The goTenna Pro X also offers situational awareness and location tracking capabilities through a digital map interface that provides robust, real-time mission information. Military personnel commonly pair the goTenna Pro X with other tactical execution mobile applications like ATAK, DELTASUITE, and AGENA-LEADER, which gives them an undeniable operational advantage during missions.
TLM: Mobile mesh is often considered difficult to detect, as they use short burst communications that are difficult for adversaries to identify. How can this be useful in anti-terrorism and special operations missions?
Jérôme Souverain: As I mentioned earlier, a mesh network is extremely difficult to detect and penetrate. The answer lies in your question: as long as communications are reliable and secure, a military leader can continue to command and the mission can proceed. For special operations, personnel are often on their own, executing a mission deep inside enemy lines, and cannot rely on immediate reinforcements or backup.

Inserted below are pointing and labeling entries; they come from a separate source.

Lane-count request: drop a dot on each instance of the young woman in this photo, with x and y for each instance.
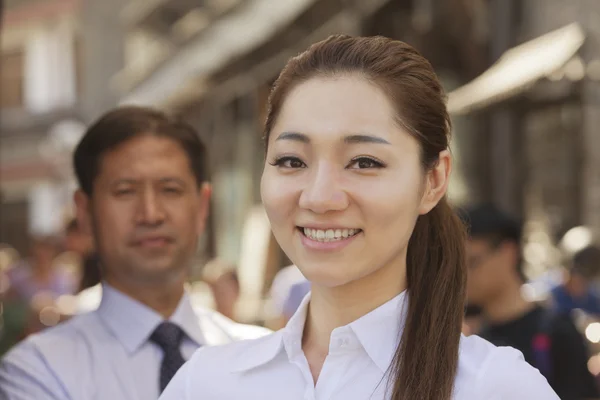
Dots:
(354, 185)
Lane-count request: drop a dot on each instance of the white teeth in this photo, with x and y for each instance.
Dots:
(329, 235)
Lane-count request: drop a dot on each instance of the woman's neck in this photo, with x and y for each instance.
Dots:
(332, 307)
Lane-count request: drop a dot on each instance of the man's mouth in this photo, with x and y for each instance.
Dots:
(328, 235)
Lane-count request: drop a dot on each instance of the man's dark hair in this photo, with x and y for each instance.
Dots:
(586, 262)
(487, 222)
(125, 123)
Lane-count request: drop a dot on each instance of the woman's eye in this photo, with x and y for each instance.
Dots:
(365, 163)
(288, 162)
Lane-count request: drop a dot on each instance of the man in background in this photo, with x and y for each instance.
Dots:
(549, 342)
(576, 292)
(144, 195)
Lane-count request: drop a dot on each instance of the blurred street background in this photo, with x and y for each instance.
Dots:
(523, 79)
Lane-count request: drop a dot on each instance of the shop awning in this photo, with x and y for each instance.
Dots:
(518, 69)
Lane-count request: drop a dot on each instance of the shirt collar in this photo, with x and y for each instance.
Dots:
(378, 333)
(133, 322)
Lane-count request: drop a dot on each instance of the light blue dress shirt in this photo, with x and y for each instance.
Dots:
(106, 354)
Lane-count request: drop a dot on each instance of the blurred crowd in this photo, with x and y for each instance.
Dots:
(558, 332)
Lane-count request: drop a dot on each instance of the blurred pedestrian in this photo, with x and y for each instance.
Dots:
(354, 185)
(548, 341)
(144, 195)
(576, 291)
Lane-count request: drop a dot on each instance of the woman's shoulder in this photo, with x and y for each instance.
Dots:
(213, 370)
(493, 372)
(232, 355)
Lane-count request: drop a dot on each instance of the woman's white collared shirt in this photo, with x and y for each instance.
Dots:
(274, 367)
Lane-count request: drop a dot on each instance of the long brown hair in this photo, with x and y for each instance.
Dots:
(426, 361)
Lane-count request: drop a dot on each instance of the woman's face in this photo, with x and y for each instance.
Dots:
(343, 183)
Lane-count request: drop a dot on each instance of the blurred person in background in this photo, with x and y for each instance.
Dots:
(473, 321)
(549, 342)
(144, 195)
(354, 183)
(40, 273)
(35, 284)
(223, 281)
(582, 270)
(12, 318)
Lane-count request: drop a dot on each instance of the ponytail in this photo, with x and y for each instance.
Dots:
(426, 361)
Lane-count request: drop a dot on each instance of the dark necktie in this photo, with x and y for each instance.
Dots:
(168, 336)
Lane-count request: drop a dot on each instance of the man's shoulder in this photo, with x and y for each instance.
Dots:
(227, 329)
(58, 342)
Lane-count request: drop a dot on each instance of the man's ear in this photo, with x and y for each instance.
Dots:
(436, 182)
(83, 211)
(203, 206)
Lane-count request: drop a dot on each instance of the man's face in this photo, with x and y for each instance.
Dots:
(146, 211)
(489, 270)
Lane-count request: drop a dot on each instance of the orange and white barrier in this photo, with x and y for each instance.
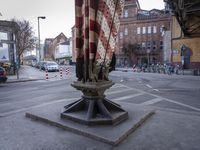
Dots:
(61, 73)
(47, 77)
(67, 71)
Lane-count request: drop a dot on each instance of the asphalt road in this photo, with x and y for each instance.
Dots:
(173, 92)
(174, 126)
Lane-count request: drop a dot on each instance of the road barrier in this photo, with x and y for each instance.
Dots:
(60, 72)
(47, 77)
(67, 71)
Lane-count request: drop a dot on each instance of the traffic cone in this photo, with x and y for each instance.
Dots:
(67, 71)
(47, 77)
(61, 73)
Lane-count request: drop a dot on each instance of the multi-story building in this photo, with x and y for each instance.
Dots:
(140, 38)
(8, 51)
(58, 49)
(185, 33)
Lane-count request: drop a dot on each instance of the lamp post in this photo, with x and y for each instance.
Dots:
(40, 17)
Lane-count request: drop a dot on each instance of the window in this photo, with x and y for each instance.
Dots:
(126, 31)
(138, 30)
(154, 29)
(138, 46)
(149, 29)
(149, 44)
(161, 45)
(161, 29)
(143, 30)
(143, 45)
(121, 35)
(126, 13)
(3, 36)
(154, 44)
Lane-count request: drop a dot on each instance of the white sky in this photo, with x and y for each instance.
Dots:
(59, 14)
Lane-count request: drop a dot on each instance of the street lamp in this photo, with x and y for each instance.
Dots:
(40, 17)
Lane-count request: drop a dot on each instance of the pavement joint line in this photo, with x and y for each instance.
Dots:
(166, 99)
(153, 101)
(118, 91)
(149, 86)
(36, 106)
(127, 97)
(196, 113)
(156, 90)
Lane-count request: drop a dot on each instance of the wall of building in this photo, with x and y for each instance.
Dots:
(128, 34)
(178, 40)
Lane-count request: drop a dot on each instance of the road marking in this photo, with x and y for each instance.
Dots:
(166, 99)
(185, 105)
(153, 101)
(156, 90)
(149, 86)
(127, 97)
(36, 106)
(118, 91)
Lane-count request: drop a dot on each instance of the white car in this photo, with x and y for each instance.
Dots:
(51, 66)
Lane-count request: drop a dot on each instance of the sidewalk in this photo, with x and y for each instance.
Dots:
(188, 72)
(164, 131)
(27, 73)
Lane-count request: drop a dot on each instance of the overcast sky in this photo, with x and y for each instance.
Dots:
(59, 14)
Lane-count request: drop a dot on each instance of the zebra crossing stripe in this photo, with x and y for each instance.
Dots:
(118, 91)
(127, 97)
(153, 101)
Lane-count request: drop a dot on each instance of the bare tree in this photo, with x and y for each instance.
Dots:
(129, 50)
(24, 36)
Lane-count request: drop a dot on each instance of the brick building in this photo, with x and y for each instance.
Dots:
(140, 38)
(185, 33)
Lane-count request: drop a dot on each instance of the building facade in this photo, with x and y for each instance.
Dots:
(58, 49)
(8, 51)
(140, 39)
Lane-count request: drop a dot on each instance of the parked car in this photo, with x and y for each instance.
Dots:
(40, 65)
(3, 75)
(51, 66)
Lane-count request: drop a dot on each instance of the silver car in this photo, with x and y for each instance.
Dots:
(51, 66)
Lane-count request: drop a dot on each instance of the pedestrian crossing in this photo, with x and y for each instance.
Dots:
(117, 93)
(123, 93)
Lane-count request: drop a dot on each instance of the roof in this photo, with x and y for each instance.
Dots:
(187, 14)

A mesh network has a small ground footprint and facilitates continuous communication and coordination between team members. Therefore, the unit naturally has a tactical advantage over an adversary who is solely relying on a traditional network infrastructure.
“…there needs to be a reliable communication network that is completely independent from existing infrastructure. It also needs to be difficult to infiltrate, and it must ensure a seamless and successful operation.” – Jérôme Souverain
One aspect of a mesh network that is not highlighted enough is the significant increase in operation security. An operator can trigger an alert on the network in response to even the slightest problem. This alert takes precedence over any ongoing actions, and intervention to assist can be immediate, significantly reducing response times.
TLM: Do you have any anecdotes or examples of how mobile mesh has been used or tested by your customers in the field?
Jérôme Souverain: Out of respect for my customers’ confidentiality, allow me to approach your question from the viewpoint of rescue units only. I do have access to feedback from those customers’ experiences and the conclusion is unanimous: the goTenna Pro X adds value to the execution of operations.
What is particularly interesting is just how imaginative operators can be in the field. How they manage – using this communication platform – to expand and optimize the system’s capabilities. One experience comes to mind: a mission in a dense urban area filled with high-rise buildings. The signal was not optimal; the working distance was therefore reduced. The operators attached a goTenna device to a drone, switched it into relay mode to create a bubble which then increased working distances and improved information exchange.
To maintain connectivity, operators climbed onto the roofs of the tallest buildings and installed goTenna devices along with long-life battery packs, which kept the network running smoothly for three days.
I can also confirm that a military operation was successful thanks to the goTenna Pro X. The mission orders were relayed via the text messaging function in an operational area where there were no traditional, terrestrial networks.